You can then use this growing library of recordings for off-the-cuff training sessions: encourage a new volunteer to borrow a tape to watch at home or listen to in the car, or put one to three people in a room with a VCR and let them watch together at your agency. Audio files can easily be posted to a Web site, too, from where they can even be downloaded to a portable listening device like an iPod®.

To make sure that the recorded material is actually teaching something, try this:

  • Schedule a face-to-face meeting with a volunteer who has finished listening to the recording and discuss it. Or ask an experienced volunteer to conduct this debriefing.
  • Develop a worksheet that requires the volunteer to fill in the blanks or select correct responses while watching or listening to the recording. Ask for things that someone would only know by actually watching the recording.
  • Afterwards, give a quick written “quiz” on the materials (on paper or online). This can actually be fun, if you present it as different from school exams!

The second flexibility option is especially important if you have been trying hard to recruit new volunteers who come to you with key skills. If you have a professionally trained or experienced applicant, don’t put him or her through the same preparation you would give a total novice. No one is too skilled or too important not to benefit from an orientation to your organization, or from a tour of the facility, or from solid instructions on how to do certain tasks according to your procedures. But that does not mean having to sit through 40 hours of a canned curriculum!

Develop ways to test the knowledge base of a new volunteer:

  • Ask for a demonstration of the applicant’s abilities. This might be a trial run, a portfolio of previous work, or handling a limited project with an experienced volunteer as a partner/mentor.
  • Develop a case study of a typical situation that the volunteer might encounter and ask her or him to describe how it might be handled.
  • If you have developed worksheets or quizzes as just described above, ask the applicant to complete them without watching the recordings and see if the answers are correct.

The point is to encourage, not insult, competent volunteers. You can certainly invite them to attend any training sessions that are scheduled, but be flexible in letting skilled people get to work as quickly as possible.

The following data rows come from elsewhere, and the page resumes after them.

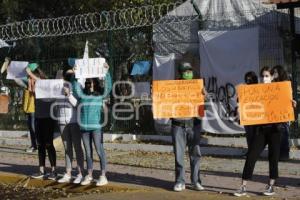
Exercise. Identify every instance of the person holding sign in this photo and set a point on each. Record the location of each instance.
(28, 101)
(66, 110)
(90, 106)
(250, 78)
(183, 134)
(266, 134)
(280, 74)
(44, 126)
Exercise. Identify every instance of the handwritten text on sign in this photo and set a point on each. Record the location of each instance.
(178, 99)
(90, 68)
(50, 88)
(265, 103)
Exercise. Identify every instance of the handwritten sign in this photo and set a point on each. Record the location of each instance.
(178, 99)
(16, 69)
(265, 103)
(90, 68)
(50, 88)
(4, 101)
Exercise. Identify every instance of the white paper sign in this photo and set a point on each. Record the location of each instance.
(16, 70)
(49, 89)
(90, 68)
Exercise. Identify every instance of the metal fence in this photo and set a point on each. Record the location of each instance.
(122, 47)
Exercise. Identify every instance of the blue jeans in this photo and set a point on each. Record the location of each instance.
(183, 136)
(97, 137)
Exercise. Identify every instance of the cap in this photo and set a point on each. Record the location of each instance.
(185, 66)
(33, 66)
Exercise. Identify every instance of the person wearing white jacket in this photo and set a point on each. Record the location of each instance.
(66, 115)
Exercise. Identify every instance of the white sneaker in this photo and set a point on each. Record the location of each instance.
(65, 179)
(178, 187)
(87, 180)
(78, 179)
(102, 181)
(197, 186)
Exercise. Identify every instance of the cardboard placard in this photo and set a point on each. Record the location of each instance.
(49, 88)
(90, 68)
(265, 103)
(4, 101)
(178, 99)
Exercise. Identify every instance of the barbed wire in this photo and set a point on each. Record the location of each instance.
(93, 22)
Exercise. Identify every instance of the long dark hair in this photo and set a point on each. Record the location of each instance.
(98, 87)
(282, 73)
(39, 73)
(251, 78)
(265, 68)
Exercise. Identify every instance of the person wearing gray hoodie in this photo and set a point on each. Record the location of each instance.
(66, 115)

Be an Advocate and Be Brave

The bureaucratic obstacles we’ve been discussing here can strangle a volunteer program – and they’re not much fun for employees or clients, either. They are indicative of institutions, which need volunteers to inject some liveliness and out-of-the-box thinking. That’s why it’s popular these days to talk about “entrepreneurial” volunteers. Always remember that in every community you can find mavericks who are trailblazing totally new way of doing things, usually in all-volunteer activist groups.

Historical progression sometimes occurs through alternating shifts in philosophy and approach. Karl Marx made this concept famous through his notion of “thesis” countered by “antithesis” and then leading eventually to “synthesis.”

For the past 15 years, volunteer management has moved steadily toward the creation of administrative processes meant to counter the loose management practices of the past. In many ways, this new system is the direct antithesis of the old, intended to counter some of the problems that arose from not having procedures and rules. But, like all solutions, what we have done is not perfect. And like most solutions, it can be taken too far.

Maybe it’s time to make sure we don’t go so far in one direction that we abandon the good points of what came before. Is somewhere out there the synthesis of styles that we now need? It ought to be possible to fight both for client safety and for innovation.